Independence Day weekend is here in the U.S., and Canada Day weekend celebrations are happening 100 miles north of my location. There are still a lot of summer weekends to fill with reading at the lake, on the beach, or just on your deck or balcony. And have I got a title for you . . .
My friend, Aaron Poochigian recently published "Mr. Either/Or," a novel in verse (Etruscan Press). Get it online from Powell's http://www.powells.com/book/mr-either-or-9780997745528/62-0 or have your favorite locally-owned, independent bookstore order it through Consortium.
Now, I know what you're thinking: "A novel in verse? How can that possibly be a summer weekend read, Carissa?" Okay, imagine this: A classic film noir (Act I), combined with a super-episode of "The X Files" (Act II), with characters that will make you miss "Alias," and a climax worth of a Marvel movie.

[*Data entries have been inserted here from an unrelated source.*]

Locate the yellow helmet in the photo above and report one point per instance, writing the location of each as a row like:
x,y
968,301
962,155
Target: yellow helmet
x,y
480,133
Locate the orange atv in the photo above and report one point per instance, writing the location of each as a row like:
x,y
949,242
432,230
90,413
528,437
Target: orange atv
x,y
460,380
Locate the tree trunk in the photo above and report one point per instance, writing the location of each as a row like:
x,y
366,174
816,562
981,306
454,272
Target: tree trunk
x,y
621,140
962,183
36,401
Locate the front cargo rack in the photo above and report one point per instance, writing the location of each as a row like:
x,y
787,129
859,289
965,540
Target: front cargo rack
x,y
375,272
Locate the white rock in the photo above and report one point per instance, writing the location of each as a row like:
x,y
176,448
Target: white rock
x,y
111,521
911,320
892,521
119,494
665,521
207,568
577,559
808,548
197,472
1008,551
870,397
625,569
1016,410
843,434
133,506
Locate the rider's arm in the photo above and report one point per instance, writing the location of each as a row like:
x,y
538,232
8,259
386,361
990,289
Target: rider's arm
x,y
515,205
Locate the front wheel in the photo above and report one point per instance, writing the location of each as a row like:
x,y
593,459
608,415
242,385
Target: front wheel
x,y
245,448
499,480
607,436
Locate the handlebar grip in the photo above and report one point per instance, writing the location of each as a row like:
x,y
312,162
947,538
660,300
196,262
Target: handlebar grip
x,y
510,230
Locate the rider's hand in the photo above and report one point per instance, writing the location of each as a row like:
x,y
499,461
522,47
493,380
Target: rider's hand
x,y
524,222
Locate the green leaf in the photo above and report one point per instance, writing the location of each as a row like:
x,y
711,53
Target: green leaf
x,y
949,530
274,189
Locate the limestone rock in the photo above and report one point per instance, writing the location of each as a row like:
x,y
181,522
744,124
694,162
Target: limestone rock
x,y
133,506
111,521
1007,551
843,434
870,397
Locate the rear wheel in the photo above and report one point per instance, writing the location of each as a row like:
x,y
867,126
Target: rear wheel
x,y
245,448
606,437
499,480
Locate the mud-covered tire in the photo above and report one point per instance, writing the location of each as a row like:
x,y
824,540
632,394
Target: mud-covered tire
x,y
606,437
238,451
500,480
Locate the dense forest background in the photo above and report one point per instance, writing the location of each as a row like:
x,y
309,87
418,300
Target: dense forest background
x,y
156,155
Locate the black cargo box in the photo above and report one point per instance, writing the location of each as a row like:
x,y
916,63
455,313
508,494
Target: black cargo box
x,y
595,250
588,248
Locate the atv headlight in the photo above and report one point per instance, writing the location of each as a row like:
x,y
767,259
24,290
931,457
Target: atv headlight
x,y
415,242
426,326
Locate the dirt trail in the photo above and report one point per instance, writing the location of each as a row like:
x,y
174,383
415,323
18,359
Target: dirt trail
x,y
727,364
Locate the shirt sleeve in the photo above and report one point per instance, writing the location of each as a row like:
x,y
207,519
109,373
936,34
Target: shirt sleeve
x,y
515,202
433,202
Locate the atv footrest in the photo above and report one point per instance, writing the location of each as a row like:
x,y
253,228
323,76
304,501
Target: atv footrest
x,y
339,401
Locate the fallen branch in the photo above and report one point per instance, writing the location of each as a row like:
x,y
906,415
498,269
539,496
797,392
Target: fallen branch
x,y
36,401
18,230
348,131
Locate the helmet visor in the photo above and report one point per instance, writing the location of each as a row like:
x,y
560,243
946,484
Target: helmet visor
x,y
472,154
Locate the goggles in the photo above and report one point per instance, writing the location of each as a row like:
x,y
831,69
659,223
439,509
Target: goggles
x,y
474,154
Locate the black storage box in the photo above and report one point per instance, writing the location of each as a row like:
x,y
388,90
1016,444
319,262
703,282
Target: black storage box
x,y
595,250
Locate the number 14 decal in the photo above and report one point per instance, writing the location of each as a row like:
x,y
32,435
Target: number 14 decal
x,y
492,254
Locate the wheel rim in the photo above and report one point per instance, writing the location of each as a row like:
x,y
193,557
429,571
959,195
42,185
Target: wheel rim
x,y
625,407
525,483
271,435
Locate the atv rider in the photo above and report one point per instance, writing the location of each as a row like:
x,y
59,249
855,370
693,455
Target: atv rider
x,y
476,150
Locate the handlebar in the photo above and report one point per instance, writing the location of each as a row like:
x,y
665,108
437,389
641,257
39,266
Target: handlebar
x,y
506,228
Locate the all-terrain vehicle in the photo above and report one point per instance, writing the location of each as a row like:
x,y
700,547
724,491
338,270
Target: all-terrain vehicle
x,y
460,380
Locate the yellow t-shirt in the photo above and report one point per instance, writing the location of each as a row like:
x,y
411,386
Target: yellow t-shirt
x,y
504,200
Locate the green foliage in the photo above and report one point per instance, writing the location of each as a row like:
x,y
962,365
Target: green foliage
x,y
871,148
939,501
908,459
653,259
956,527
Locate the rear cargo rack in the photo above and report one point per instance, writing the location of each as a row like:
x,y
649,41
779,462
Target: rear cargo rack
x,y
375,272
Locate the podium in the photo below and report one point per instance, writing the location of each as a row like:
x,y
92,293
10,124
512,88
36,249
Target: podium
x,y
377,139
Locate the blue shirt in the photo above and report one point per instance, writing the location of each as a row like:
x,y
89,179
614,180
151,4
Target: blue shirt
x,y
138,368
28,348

Mr. Either/Or is either an ivy-league college student soaking slacking his way through higher education, or he's a government spook, running business as a secret operative for some shady characters. Well, he's both. And this novel is a pretty rollicking adventure that makes full use of the classic landscapes of Manhattan.
You've never read a novel in verse? Don't worry, I had only read one before this myself (more about that in a future post). You don't read much poetry at all? Well, I won't chastise you for that here. Just let me say: Don't let it stop you.
If you're just getting started with poetry, read the novel sentence by sentence. Don't worry about things your Intro to Poetry teacher insisted you pay attention to - line endings, rhyme, rhythmic feet, caesuras (what the heck were those again?). Poochigian's sentences are not opaque, and you'll feel them fine.
What the verse does here is provide a be-bop jazzy soundtrack to the story. It highlights fun word play and pop-culture references. And most importantly, it keeps the pages turning.
Try "Mr. Either/Or" - you'll like it, and you'll be passing it around your campfire to other readers in your crowd before Labor Day.